To install in Claude Desktop:

  1. Go to claude_desktop_config.json by running the below command.
# For macOS or Linux:
code ~/Library/Application\ Support/Claude/claude_desktop_config.json

# For Windows:
code $env:AppData\Claude\claude_desktop_config.json
  1. In that file add:
{
    "mcpServers":
    {
        "UNS_MCP":
        {
            "command": "ABSOLUTE/PATH/TO/.local/bin/uv",
            "args":
            [
                "--directory",
                "ABSOLUTE/PATH/TO/YOUR-UNS-MCP-REPO/uns_mcp",
                "run",
                "server.py"
            ],
            "env":
            [
            "UNSTRUCTURED_API_KEY":"<your key>"
            ],
            "disabled": false
        }
    }
}
  1. Restart Claude Desktop.

  2. Example Issues seen from Claude Desktop.

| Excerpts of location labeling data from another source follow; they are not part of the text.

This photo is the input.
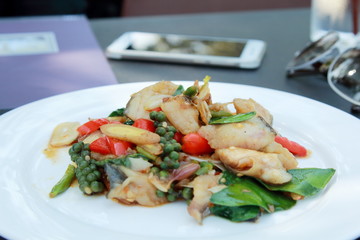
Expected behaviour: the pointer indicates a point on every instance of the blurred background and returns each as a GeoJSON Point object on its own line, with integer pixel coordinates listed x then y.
{"type": "Point", "coordinates": [128, 8]}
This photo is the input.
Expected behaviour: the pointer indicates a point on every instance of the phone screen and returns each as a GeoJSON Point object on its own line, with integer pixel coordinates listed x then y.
{"type": "Point", "coordinates": [181, 44]}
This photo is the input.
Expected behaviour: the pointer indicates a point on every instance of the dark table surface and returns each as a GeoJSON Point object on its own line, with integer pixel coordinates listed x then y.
{"type": "Point", "coordinates": [285, 32]}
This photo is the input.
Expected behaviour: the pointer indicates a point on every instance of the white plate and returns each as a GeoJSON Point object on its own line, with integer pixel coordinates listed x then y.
{"type": "Point", "coordinates": [26, 175]}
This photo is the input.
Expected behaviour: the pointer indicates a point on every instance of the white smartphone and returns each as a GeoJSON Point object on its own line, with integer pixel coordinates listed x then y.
{"type": "Point", "coordinates": [232, 52]}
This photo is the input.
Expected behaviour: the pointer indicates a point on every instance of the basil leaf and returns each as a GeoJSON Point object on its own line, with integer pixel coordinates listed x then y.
{"type": "Point", "coordinates": [305, 181]}
{"type": "Point", "coordinates": [236, 214]}
{"type": "Point", "coordinates": [233, 119]}
{"type": "Point", "coordinates": [248, 192]}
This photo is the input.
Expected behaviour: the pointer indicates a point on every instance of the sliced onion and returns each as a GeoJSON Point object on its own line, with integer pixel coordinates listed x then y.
{"type": "Point", "coordinates": [64, 134]}
{"type": "Point", "coordinates": [155, 101]}
{"type": "Point", "coordinates": [139, 165]}
{"type": "Point", "coordinates": [184, 171]}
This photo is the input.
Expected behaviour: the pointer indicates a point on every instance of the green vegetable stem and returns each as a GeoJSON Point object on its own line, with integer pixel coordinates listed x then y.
{"type": "Point", "coordinates": [89, 177]}
{"type": "Point", "coordinates": [64, 183]}
{"type": "Point", "coordinates": [233, 119]}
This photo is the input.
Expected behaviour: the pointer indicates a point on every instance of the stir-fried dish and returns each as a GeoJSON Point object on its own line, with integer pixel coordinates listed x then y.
{"type": "Point", "coordinates": [170, 144]}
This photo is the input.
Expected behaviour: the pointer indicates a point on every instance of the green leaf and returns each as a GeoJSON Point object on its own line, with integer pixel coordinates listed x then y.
{"type": "Point", "coordinates": [248, 192]}
{"type": "Point", "coordinates": [179, 90]}
{"type": "Point", "coordinates": [233, 119]}
{"type": "Point", "coordinates": [220, 114]}
{"type": "Point", "coordinates": [236, 214]}
{"type": "Point", "coordinates": [305, 181]}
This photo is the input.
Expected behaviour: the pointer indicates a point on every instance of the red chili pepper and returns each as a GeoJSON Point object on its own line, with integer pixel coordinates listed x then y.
{"type": "Point", "coordinates": [107, 145]}
{"type": "Point", "coordinates": [158, 109]}
{"type": "Point", "coordinates": [195, 144]}
{"type": "Point", "coordinates": [118, 147]}
{"type": "Point", "coordinates": [178, 136]}
{"type": "Point", "coordinates": [144, 124]}
{"type": "Point", "coordinates": [292, 146]}
{"type": "Point", "coordinates": [91, 126]}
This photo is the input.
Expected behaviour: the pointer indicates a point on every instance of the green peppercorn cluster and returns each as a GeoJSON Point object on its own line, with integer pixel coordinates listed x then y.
{"type": "Point", "coordinates": [86, 172]}
{"type": "Point", "coordinates": [171, 148]}
{"type": "Point", "coordinates": [172, 194]}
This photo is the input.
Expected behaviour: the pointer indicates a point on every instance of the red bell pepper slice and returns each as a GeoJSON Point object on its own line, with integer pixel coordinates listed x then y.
{"type": "Point", "coordinates": [101, 146]}
{"type": "Point", "coordinates": [118, 147]}
{"type": "Point", "coordinates": [144, 124]}
{"type": "Point", "coordinates": [178, 136]}
{"type": "Point", "coordinates": [292, 146]}
{"type": "Point", "coordinates": [195, 144]}
{"type": "Point", "coordinates": [107, 145]}
{"type": "Point", "coordinates": [158, 109]}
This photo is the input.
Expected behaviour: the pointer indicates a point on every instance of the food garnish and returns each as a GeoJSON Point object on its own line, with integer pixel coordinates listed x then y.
{"type": "Point", "coordinates": [171, 143]}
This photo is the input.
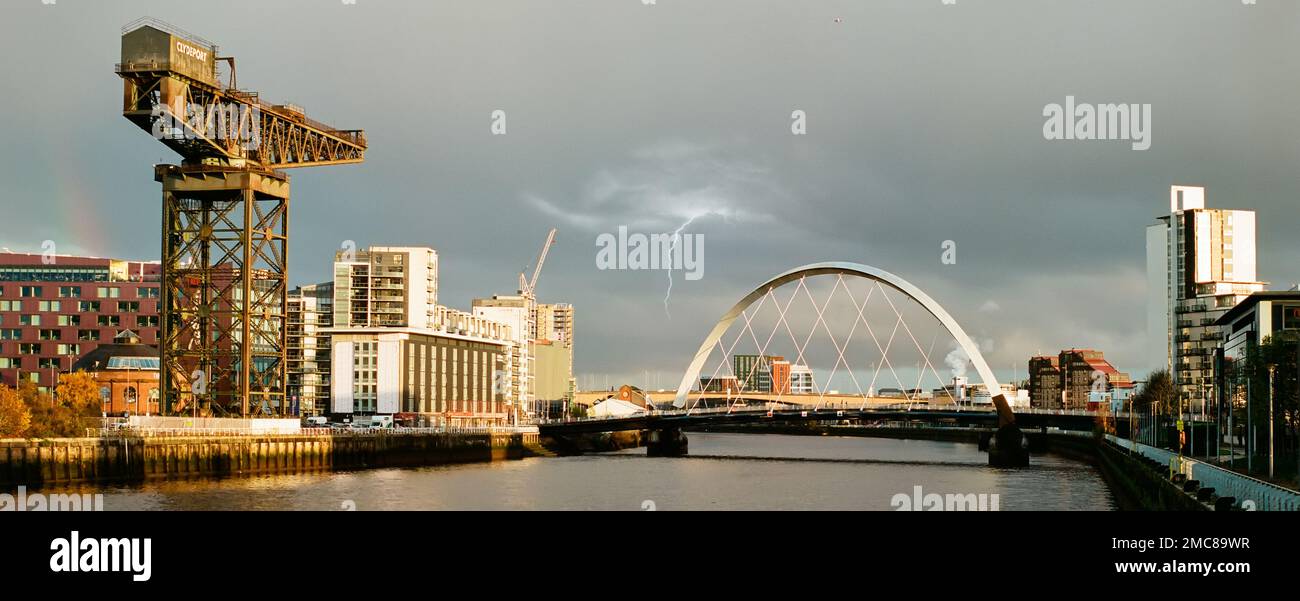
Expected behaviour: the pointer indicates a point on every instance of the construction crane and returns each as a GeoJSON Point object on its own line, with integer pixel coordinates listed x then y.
{"type": "Point", "coordinates": [225, 219]}
{"type": "Point", "coordinates": [529, 286]}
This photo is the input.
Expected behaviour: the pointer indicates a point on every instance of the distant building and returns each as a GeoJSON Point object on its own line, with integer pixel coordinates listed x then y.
{"type": "Point", "coordinates": [554, 372]}
{"type": "Point", "coordinates": [512, 311]}
{"type": "Point", "coordinates": [394, 350]}
{"type": "Point", "coordinates": [801, 380]}
{"type": "Point", "coordinates": [307, 349]}
{"type": "Point", "coordinates": [1200, 263]}
{"type": "Point", "coordinates": [126, 372]}
{"type": "Point", "coordinates": [55, 308]}
{"type": "Point", "coordinates": [1253, 320]}
{"type": "Point", "coordinates": [1067, 380]}
{"type": "Point", "coordinates": [385, 286]}
{"type": "Point", "coordinates": [633, 396]}
{"type": "Point", "coordinates": [754, 372]}
{"type": "Point", "coordinates": [719, 384]}
{"type": "Point", "coordinates": [1045, 381]}
{"type": "Point", "coordinates": [781, 376]}
{"type": "Point", "coordinates": [424, 377]}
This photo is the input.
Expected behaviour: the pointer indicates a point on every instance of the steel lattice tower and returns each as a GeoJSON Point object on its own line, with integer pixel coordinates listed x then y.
{"type": "Point", "coordinates": [225, 219]}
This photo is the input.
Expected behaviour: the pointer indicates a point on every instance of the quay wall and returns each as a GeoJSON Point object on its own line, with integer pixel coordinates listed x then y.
{"type": "Point", "coordinates": [135, 458]}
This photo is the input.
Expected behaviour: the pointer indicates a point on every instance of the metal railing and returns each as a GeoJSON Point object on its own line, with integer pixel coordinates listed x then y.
{"type": "Point", "coordinates": [1249, 492]}
{"type": "Point", "coordinates": [835, 411]}
{"type": "Point", "coordinates": [125, 432]}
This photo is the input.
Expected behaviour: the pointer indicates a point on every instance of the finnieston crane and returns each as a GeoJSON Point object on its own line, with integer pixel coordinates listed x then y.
{"type": "Point", "coordinates": [225, 219]}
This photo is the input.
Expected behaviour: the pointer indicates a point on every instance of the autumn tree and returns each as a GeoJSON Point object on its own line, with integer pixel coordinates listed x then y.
{"type": "Point", "coordinates": [14, 416]}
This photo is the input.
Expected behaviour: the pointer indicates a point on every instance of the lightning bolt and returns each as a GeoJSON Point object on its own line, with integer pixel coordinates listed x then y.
{"type": "Point", "coordinates": [676, 236]}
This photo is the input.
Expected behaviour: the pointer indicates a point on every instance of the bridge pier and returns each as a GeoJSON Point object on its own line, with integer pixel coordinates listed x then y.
{"type": "Point", "coordinates": [666, 442]}
{"type": "Point", "coordinates": [1009, 448]}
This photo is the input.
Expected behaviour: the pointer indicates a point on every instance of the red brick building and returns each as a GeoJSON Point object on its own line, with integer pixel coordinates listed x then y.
{"type": "Point", "coordinates": [126, 373]}
{"type": "Point", "coordinates": [55, 308]}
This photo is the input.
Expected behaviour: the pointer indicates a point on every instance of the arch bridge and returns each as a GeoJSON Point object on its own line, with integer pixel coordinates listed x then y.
{"type": "Point", "coordinates": [761, 375]}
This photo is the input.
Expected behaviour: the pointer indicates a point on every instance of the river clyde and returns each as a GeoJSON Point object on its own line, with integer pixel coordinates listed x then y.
{"type": "Point", "coordinates": [722, 472]}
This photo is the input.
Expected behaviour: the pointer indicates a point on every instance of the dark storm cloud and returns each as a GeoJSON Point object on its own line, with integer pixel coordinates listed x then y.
{"type": "Point", "coordinates": [923, 125]}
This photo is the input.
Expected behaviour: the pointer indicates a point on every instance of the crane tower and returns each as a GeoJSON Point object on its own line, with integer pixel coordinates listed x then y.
{"type": "Point", "coordinates": [225, 219]}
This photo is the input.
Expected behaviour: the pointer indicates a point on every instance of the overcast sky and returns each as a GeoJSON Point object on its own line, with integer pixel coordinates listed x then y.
{"type": "Point", "coordinates": [924, 122]}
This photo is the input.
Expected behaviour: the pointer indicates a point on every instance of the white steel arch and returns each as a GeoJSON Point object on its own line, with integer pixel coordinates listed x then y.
{"type": "Point", "coordinates": [840, 268]}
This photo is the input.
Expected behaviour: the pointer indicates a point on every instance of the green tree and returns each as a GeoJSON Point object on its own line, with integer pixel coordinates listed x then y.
{"type": "Point", "coordinates": [79, 393]}
{"type": "Point", "coordinates": [1157, 390]}
{"type": "Point", "coordinates": [14, 416]}
{"type": "Point", "coordinates": [66, 414]}
{"type": "Point", "coordinates": [1279, 353]}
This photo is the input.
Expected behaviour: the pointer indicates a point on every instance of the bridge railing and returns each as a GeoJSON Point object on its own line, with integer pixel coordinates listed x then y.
{"type": "Point", "coordinates": [1264, 496]}
{"type": "Point", "coordinates": [833, 411]}
{"type": "Point", "coordinates": [245, 432]}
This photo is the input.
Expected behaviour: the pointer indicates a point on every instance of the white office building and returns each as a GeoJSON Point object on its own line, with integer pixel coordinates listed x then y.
{"type": "Point", "coordinates": [1200, 263]}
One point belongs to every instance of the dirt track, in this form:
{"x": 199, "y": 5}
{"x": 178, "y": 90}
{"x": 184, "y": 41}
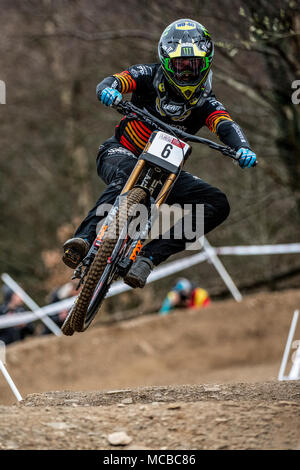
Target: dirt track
{"x": 230, "y": 352}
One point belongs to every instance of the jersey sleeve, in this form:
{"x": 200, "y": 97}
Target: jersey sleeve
{"x": 136, "y": 78}
{"x": 220, "y": 122}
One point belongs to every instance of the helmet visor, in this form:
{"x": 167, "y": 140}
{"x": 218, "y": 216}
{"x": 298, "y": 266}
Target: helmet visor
{"x": 188, "y": 70}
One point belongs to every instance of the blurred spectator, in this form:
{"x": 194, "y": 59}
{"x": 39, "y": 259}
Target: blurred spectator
{"x": 61, "y": 293}
{"x": 184, "y": 294}
{"x": 13, "y": 304}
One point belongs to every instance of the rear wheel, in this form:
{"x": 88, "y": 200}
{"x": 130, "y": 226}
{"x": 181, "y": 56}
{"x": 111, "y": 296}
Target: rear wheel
{"x": 86, "y": 306}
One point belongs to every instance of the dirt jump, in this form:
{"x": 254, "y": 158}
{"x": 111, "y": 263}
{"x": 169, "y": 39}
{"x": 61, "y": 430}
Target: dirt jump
{"x": 194, "y": 379}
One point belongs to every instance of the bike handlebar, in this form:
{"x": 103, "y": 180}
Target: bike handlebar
{"x": 127, "y": 108}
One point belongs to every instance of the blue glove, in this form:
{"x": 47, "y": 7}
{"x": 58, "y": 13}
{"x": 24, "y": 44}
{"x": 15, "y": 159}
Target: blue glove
{"x": 246, "y": 158}
{"x": 110, "y": 96}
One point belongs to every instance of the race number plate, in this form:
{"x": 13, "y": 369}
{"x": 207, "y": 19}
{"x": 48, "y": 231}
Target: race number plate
{"x": 168, "y": 148}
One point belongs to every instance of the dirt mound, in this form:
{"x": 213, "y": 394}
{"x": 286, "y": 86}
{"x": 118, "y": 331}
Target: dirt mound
{"x": 240, "y": 416}
{"x": 226, "y": 342}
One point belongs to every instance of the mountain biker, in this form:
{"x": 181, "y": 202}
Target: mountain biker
{"x": 178, "y": 90}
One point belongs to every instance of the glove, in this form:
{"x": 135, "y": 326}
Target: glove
{"x": 110, "y": 96}
{"x": 246, "y": 158}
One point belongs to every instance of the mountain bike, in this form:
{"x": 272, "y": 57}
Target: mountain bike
{"x": 116, "y": 247}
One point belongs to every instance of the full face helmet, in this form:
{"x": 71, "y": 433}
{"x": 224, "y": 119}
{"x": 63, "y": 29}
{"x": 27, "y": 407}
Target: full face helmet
{"x": 186, "y": 52}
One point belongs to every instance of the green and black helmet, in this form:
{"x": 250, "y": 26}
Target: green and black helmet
{"x": 186, "y": 52}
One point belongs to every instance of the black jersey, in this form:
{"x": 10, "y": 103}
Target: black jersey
{"x": 151, "y": 91}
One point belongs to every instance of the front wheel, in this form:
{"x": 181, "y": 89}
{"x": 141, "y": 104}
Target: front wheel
{"x": 87, "y": 304}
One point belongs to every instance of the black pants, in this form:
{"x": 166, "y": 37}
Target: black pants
{"x": 114, "y": 165}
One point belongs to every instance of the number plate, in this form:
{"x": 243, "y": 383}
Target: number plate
{"x": 168, "y": 148}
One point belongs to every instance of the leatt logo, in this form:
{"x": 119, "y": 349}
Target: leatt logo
{"x": 2, "y": 92}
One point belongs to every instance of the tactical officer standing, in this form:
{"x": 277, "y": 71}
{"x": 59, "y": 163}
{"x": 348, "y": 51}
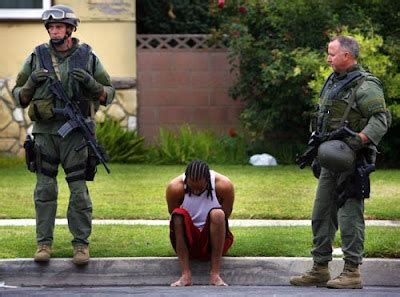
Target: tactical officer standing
{"x": 353, "y": 98}
{"x": 84, "y": 80}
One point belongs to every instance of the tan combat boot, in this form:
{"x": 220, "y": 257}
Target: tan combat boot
{"x": 350, "y": 278}
{"x": 81, "y": 254}
{"x": 42, "y": 253}
{"x": 317, "y": 276}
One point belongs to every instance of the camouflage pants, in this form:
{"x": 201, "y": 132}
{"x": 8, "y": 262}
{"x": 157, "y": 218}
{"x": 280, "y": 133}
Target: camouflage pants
{"x": 326, "y": 218}
{"x": 52, "y": 150}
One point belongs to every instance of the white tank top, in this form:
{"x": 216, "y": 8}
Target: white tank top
{"x": 199, "y": 206}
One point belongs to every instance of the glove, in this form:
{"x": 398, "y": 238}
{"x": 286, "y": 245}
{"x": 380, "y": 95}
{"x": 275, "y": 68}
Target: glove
{"x": 88, "y": 82}
{"x": 35, "y": 79}
{"x": 354, "y": 142}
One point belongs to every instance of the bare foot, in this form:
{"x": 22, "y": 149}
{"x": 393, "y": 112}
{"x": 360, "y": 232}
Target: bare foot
{"x": 183, "y": 281}
{"x": 216, "y": 280}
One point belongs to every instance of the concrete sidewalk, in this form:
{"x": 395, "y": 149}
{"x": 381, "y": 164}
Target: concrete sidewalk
{"x": 264, "y": 271}
{"x": 232, "y": 223}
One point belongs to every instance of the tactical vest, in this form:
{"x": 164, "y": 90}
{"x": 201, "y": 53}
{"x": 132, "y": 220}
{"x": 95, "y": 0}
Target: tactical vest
{"x": 79, "y": 59}
{"x": 336, "y": 95}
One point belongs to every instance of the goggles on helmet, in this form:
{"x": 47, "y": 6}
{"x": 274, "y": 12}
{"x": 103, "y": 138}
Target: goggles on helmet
{"x": 57, "y": 14}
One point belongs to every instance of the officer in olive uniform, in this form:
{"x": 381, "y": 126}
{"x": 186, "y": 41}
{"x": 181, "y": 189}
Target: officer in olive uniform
{"x": 85, "y": 80}
{"x": 353, "y": 97}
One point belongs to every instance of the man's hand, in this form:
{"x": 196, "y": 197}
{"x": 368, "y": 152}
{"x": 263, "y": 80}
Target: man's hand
{"x": 95, "y": 88}
{"x": 356, "y": 141}
{"x": 28, "y": 89}
{"x": 38, "y": 76}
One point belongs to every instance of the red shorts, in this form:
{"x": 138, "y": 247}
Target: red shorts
{"x": 198, "y": 242}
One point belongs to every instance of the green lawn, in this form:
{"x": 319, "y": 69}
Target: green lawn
{"x": 142, "y": 241}
{"x": 137, "y": 191}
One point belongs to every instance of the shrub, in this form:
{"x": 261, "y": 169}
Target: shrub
{"x": 122, "y": 146}
{"x": 279, "y": 47}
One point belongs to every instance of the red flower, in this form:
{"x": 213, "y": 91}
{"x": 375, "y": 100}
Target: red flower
{"x": 232, "y": 132}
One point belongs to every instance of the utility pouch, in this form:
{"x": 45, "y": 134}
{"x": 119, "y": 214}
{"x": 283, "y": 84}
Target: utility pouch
{"x": 30, "y": 156}
{"x": 41, "y": 110}
{"x": 91, "y": 166}
{"x": 93, "y": 161}
{"x": 362, "y": 181}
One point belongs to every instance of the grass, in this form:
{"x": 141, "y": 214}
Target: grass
{"x": 137, "y": 191}
{"x": 134, "y": 241}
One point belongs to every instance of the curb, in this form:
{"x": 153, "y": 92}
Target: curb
{"x": 232, "y": 222}
{"x": 251, "y": 271}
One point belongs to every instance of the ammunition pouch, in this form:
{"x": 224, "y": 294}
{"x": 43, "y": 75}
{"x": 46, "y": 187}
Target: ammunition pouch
{"x": 93, "y": 161}
{"x": 356, "y": 185}
{"x": 41, "y": 110}
{"x": 91, "y": 166}
{"x": 30, "y": 156}
{"x": 316, "y": 168}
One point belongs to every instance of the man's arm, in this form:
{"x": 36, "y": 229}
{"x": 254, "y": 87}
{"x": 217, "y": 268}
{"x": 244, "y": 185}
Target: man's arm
{"x": 225, "y": 193}
{"x": 103, "y": 77}
{"x": 175, "y": 194}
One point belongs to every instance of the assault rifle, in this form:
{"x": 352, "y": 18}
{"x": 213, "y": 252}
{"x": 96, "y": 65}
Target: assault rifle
{"x": 76, "y": 120}
{"x": 316, "y": 139}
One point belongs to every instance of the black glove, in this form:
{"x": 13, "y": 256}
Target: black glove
{"x": 354, "y": 142}
{"x": 35, "y": 79}
{"x": 90, "y": 84}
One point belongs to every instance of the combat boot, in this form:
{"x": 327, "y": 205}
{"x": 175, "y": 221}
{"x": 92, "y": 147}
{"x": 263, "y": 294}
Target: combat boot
{"x": 81, "y": 254}
{"x": 318, "y": 275}
{"x": 350, "y": 278}
{"x": 42, "y": 253}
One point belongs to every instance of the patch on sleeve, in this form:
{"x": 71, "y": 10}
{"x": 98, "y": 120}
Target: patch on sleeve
{"x": 376, "y": 107}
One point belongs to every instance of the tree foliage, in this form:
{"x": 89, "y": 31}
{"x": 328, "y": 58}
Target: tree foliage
{"x": 277, "y": 49}
{"x": 281, "y": 48}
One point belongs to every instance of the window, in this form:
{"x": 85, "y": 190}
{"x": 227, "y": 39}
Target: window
{"x": 23, "y": 9}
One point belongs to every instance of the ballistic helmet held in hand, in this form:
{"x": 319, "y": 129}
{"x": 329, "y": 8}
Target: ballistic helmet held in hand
{"x": 60, "y": 14}
{"x": 336, "y": 156}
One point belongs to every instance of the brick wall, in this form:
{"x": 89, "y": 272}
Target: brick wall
{"x": 184, "y": 86}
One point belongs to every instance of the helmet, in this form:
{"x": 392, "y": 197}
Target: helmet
{"x": 336, "y": 156}
{"x": 60, "y": 14}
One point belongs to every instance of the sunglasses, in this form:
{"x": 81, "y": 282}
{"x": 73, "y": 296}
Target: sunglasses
{"x": 57, "y": 14}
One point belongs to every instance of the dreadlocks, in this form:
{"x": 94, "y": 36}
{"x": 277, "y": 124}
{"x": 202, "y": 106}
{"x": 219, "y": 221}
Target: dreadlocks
{"x": 197, "y": 170}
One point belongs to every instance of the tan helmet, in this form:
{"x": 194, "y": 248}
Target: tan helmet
{"x": 60, "y": 14}
{"x": 336, "y": 156}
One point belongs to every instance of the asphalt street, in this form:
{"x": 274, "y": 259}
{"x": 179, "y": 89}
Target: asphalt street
{"x": 148, "y": 291}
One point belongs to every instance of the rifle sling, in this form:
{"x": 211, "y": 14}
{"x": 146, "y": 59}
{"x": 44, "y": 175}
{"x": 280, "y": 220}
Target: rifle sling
{"x": 351, "y": 101}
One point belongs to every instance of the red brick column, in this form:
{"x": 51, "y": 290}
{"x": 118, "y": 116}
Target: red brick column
{"x": 177, "y": 87}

    • You will see No destinations found when you query for a list of destination connectors. Check your API key in .env or in your config json, it needs to be your personal key in https://platform.unstructured.io/app/account/api-keys.

Debugging tools

Anthropic provides MCP Inspector tool to debug/test your MCP server. Run the following command to spin up a debugging UI. From there, you will be able to add environment variables (pointing to your local env) on the left pane. Include your personal API key there as env var. Go to tools, you can test out the capabilities you add to the MCP server.

mcp dev uns_mcp/server.py

If you need to log request call parameters to UnstructuredClient, set the environment variable DEBUG_API_REQUESTS=false. The logs are stored in a file with the format unstructured-client-{date}.log, which can be examined to debug request call parameters to UnstructuredClient functions.

Running locally minimal client, accessing local the MCP server over HTTP + SSE

The main difference here is it becomes easier to set breakpoints on the server side during development -- the client and server are decoupled.

# in one terminal, run the server:
uv run python uns_mcp/server.py --host 127.0.0.1 --port 8080

or
make sse-server

# in another terminal, run the client:
uv run python minimal_client/client.py "http://127.0.0.1:8080/sse"
or
make sse-client

Hint: ctrl+c out of the client first, then the server. Otherwise the server appears to hang.